Nu de internationaal verspreide brieven over vermeende octrooi-inbreuk zich richten tegen één bepaalde concurrent is niet de lex loci delicti van toepassing (art. 4(2) WCOD), maar Nederlands recht nu beide partijen in Nederland gevestigd zijn (art. 3(3) WCOD). Zo overwoog de Voorzieningenrechter van de rechtbank Arnhem in het tweede in deze kwestie aangepsannen kort geding tussen Fico en Boschman:
Partijen verschillen voorts van mening over de vraag welk recht op het onderhavige geschil van toepassing is. De voorzieningenrechter is voorshands van oordeel dat aannemelijk is dat de door Boschman verzonden brief zich alleen richt tegen (de concurrentie door) Fico.
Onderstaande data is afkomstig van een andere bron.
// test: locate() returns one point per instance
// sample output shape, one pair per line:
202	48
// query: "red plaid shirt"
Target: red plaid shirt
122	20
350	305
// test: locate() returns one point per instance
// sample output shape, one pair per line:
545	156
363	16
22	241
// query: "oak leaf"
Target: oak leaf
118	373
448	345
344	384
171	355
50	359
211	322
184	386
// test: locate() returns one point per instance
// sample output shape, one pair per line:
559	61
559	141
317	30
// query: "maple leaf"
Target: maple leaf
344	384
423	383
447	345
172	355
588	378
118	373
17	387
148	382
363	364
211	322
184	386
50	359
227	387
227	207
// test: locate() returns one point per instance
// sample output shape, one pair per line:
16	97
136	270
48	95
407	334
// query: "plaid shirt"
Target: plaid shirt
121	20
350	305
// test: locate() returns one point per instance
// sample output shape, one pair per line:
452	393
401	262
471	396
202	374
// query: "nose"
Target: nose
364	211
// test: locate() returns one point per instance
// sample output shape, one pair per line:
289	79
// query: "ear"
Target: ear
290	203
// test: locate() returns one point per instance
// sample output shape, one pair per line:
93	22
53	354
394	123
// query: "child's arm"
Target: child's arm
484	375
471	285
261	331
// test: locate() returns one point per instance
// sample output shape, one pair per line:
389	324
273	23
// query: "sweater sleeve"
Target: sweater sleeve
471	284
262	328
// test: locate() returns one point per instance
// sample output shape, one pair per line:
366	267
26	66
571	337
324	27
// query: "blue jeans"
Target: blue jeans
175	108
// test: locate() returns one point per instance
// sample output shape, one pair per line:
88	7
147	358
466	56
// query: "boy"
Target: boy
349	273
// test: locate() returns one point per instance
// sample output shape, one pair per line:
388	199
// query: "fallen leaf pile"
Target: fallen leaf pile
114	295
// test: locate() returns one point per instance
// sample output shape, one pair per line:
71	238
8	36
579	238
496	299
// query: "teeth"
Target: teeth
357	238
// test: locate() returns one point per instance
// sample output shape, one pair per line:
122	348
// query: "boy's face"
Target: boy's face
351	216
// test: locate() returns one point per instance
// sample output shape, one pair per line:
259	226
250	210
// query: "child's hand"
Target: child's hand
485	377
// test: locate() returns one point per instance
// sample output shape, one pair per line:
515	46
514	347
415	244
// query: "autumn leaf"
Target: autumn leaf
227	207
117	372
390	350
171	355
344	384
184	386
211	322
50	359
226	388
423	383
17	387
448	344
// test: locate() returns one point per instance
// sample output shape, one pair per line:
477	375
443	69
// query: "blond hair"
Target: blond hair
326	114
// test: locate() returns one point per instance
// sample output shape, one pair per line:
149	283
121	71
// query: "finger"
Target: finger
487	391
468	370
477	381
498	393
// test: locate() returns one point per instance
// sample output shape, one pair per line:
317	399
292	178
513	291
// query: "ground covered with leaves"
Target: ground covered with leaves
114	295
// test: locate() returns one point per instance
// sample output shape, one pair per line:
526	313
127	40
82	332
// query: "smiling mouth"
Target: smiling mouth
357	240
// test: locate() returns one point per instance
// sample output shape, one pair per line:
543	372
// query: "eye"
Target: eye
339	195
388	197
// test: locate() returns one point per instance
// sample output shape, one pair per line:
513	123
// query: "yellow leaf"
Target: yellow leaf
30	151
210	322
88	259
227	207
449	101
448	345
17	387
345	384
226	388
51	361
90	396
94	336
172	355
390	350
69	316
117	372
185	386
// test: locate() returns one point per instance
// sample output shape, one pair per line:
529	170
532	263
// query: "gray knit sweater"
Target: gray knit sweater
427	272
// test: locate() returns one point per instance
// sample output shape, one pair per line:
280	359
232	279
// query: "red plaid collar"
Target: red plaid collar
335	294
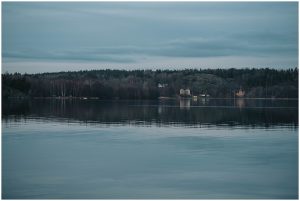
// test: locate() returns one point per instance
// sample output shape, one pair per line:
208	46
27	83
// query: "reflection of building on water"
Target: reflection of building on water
204	100
240	103
185	92
240	93
159	109
185	103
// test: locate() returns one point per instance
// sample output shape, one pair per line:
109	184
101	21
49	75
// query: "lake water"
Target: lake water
209	148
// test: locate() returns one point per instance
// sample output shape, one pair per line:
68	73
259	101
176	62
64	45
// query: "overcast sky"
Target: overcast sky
47	37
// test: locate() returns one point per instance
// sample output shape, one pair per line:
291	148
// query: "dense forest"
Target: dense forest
151	84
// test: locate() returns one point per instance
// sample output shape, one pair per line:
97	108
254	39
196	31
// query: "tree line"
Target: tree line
151	84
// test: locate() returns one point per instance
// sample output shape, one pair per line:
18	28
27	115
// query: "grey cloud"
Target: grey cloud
247	45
Daarmee is artikel 4 lid 1 van de Wet conflictenrecht onrechtmatige daad (hierna: WCOD) niet van toepassing (zie artikel 4 lid 2 WCOD).Dit leidt tot de conclusie dat op grond van artikel 3 lid 3 WCOD Nederlands recht van toepassing is, nu 'dader en benadeelde in dezelfde staat hun gewone verblijfplaats onderscheidenlijk plaats van vestiging hebben'.